Tecnologia

Saiba quais são os benefícios de games digitais e analógicos em empresas e escolas

Jogos em grupo encorajam a autonomia intelectual, a habilidade social, o pensamento crítico saudável e o comportamento cooperativo das crianças

Evelin Azevedo, da Agência O Globo

Dedicar parte de seu tempo a jogos — analógicos ou digitais — pode trazer mais benefícios do que dar uma simples espairecida. O que parece simples brincadeira tem sido usado por empresas como uma maneira de despertar as melhores habilidades em seus funcionários. O engenheiro Thiago Bacic que o diga.

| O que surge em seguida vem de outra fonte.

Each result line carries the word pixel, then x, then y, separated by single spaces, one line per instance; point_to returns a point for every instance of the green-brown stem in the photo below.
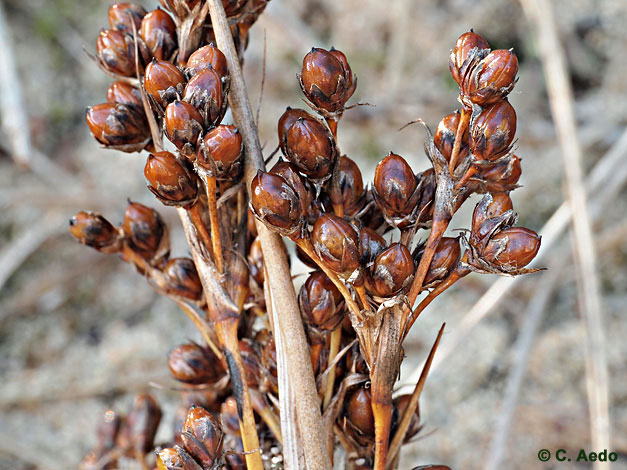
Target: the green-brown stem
pixel 216 239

Coordenador da área de automação da Radix, ele, junto a outros colegas da firma, foram os vencedores do hackaton (maratona de programação) ao desenvolverem um software que agiliza os processos de compra da empresa de engenharia.

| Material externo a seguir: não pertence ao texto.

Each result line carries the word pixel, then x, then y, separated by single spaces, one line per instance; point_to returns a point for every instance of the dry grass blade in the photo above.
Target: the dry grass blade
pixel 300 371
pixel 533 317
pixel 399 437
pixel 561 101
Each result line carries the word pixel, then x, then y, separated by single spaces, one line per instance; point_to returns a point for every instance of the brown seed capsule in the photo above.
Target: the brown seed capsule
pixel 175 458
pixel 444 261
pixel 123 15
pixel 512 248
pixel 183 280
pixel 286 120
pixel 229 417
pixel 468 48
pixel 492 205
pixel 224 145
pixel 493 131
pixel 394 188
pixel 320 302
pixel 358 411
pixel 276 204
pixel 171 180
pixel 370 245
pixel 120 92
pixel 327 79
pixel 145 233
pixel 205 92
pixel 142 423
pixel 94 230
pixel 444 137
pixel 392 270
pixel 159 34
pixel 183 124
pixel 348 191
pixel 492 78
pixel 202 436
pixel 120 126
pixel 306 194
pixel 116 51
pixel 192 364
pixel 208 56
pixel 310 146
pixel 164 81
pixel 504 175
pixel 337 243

— Os maiores benefícios que tivemos (com a gincana entre profissionais) foi melhorar nosso trabalho em equipe, desenvolver a liderança e a criatividade — conta.

Foto: Reprodução / Oficina Nobre

A neurologista Jerusa Smid, membro da Academia Brasileira de Neurologia lista outros benefícios:

— Os jogos eletrônicos podem ajudar a melhorar o processamento de ideias e a tomada de decisão mais rápida — diz.

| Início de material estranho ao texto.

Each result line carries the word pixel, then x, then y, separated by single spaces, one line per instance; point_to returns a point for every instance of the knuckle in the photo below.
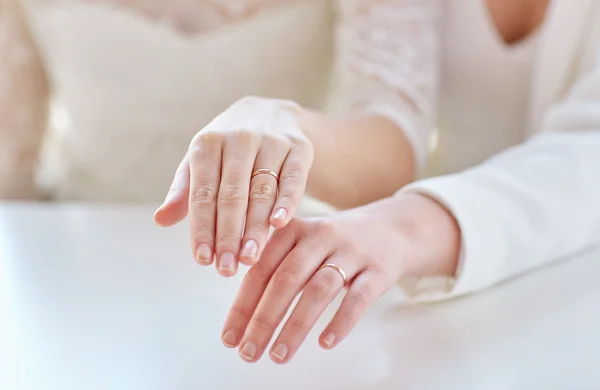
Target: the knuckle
pixel 263 321
pixel 262 191
pixel 202 195
pixel 244 135
pixel 231 193
pixel 203 232
pixel 227 242
pixel 293 174
pixel 203 140
pixel 284 279
pixel 299 326
pixel 257 274
pixel 360 297
pixel 241 311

Inserir jogos na rotina, pode ser novo para as empresas, mas não para algumas escolas. Há 22 anos, a professora de Educação Física Iara Helena Santos passou a integrar os jogos de tabuleiro a suas aulas.

— Por meio do xadrez a gente vai ensinando a criança a seguir as regras, e melhora o comportamento. Além disso, desenvolve o raciocínio lógico e a autoestima, já que as notas começam a aumentar — relata a especialista em jogos intelectuais e xadrez escolar.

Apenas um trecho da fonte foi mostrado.